Travel nursing need advice!!

Specialties Travel

Published

I need advice from anyone who has been a traveler and can help me out! It has been almost a year since I've graduated and it's going on 8 months since I've started working as a nurse! I currently work on a surgical trauma unit and have ALWAYS been interested in traveling nursing. It is one of the main reasons I've decided to become a nurse. I thought I should wait until I had at least a year experience before applying to places and since my year is almost here I've decided to start researching now! I want to go with the best company that is going to offer what is best for me. I've heard stories of people who work for traveling companies that have screwed them over so I really need people's honest opinions on what companies are best to work for! I am looking for international, west coast assignments.

Specializes in Medical and general practice now LTC.

Moved to the Travel Nursing forum

I don't know what is best for you, only you know that. There are hundreds of travel nurse companies, and every one of them has long term travelers who think their company is best for them. Start having some conversations with companies and you will learn a lot. Perhaps even change your mind about what best means for you. Bad news... You need more experience. You might even consider a specialty before traveling.

Specializes in Med-Surg, Step-down and ICU.

It is best to pick 2 or three companies to travel with for more opportunities. I have worked for RNNetwork and Supplemental Health. Both are very good to me and I just go with what openings are available and pick the one that I want. It also offers you some room for negotiations!
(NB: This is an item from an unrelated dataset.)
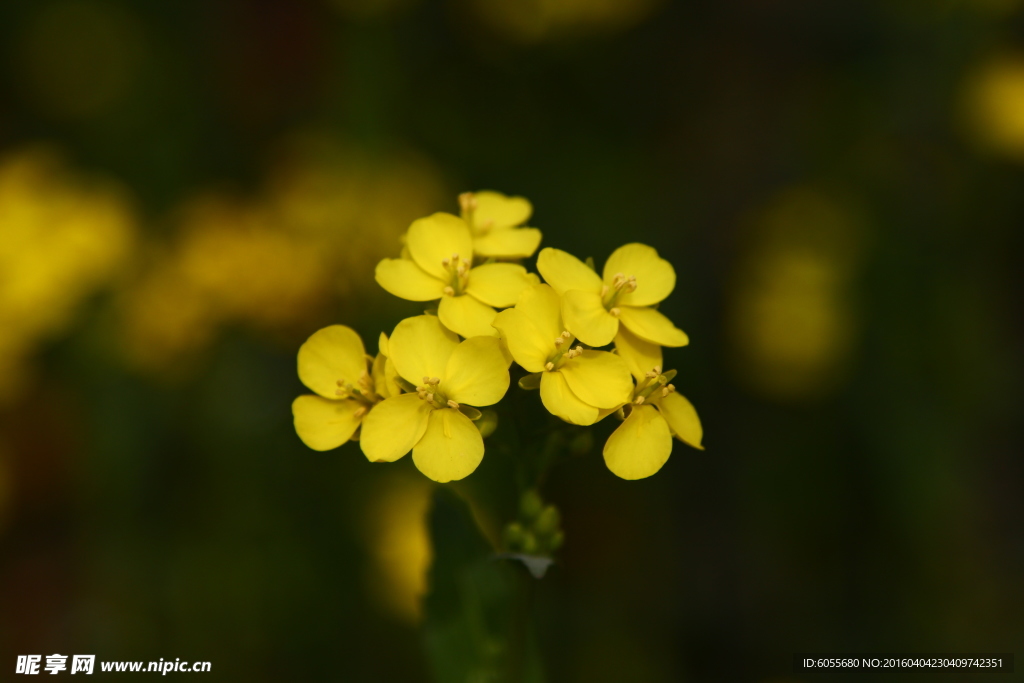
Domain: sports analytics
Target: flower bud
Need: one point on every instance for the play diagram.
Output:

You might want to gain more than a year experience since most facilities specifically list nowadays at least 2-3 years of current experience in your specialty.
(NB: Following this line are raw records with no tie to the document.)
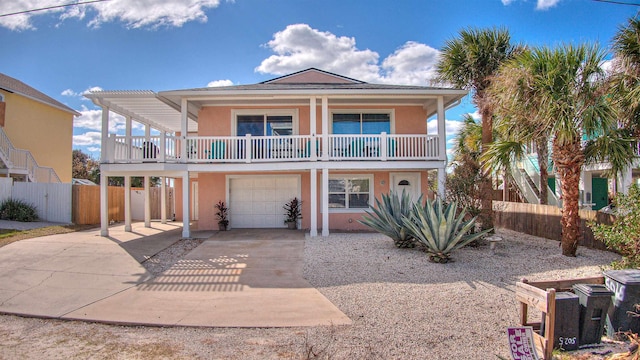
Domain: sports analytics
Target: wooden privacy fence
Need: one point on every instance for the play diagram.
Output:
(51, 200)
(86, 204)
(544, 221)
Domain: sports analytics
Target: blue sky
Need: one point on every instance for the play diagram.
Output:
(174, 44)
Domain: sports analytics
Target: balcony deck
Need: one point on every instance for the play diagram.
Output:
(271, 149)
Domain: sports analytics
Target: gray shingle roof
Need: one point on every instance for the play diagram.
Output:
(16, 86)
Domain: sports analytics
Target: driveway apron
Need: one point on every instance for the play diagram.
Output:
(239, 278)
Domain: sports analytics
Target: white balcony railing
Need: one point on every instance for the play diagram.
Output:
(253, 149)
(22, 162)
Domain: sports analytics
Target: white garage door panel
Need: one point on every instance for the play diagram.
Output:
(256, 202)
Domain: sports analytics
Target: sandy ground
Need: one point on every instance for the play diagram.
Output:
(402, 306)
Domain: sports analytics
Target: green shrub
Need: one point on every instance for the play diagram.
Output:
(440, 229)
(386, 218)
(18, 210)
(624, 235)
Yes, the companies I work for want 2 years experience, some also want 1 year travel experience as well.

Specializes in Multi-disciplines.

Travel assignments aren't as abundant as they used to be; therefore agencies/hospitals can be more picky about the travelers they want. I would recommend that you obtain 2 years of experience prior to traveling because they want you to hit the floor running! To give you an idea of what my last assignment was like, they gave me two days of 8-hour computer training and no orientation on the floor. I walked in for my first shift and had to figure out how to use new IV pumps, blood warmers, telemetry monitors, and to figure out the paging system without very much help from my colleagues.
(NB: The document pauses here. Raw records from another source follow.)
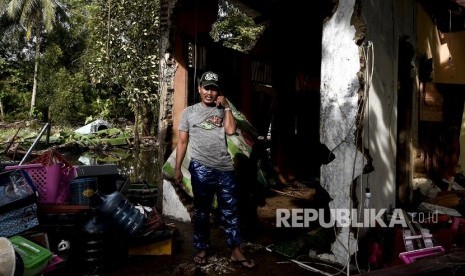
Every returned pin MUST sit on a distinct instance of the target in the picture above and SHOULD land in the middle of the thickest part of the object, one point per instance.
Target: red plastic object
(51, 173)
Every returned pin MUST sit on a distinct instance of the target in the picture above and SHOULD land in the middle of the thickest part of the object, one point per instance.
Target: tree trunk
(36, 71)
(136, 127)
(2, 115)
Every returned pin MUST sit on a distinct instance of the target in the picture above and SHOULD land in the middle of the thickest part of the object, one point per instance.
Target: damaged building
(365, 98)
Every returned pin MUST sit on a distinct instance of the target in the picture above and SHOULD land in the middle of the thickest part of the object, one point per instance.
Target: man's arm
(181, 149)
I applaud you for starting your research early! The more you read the better. I think if you searched hard enough you could find an assignment with one year of experience, but that would not be ideal. You should question the facility that would hire a traveling nurse with one year of experience. I think that would raise red flags. Just be careful and don't let recruiters run you over or bully you.

Good luck! :)

Specializes in Nephrology.

That's about the extent of all my orientations, and they keep getting shorter and less informative. It's imperative to have more experience.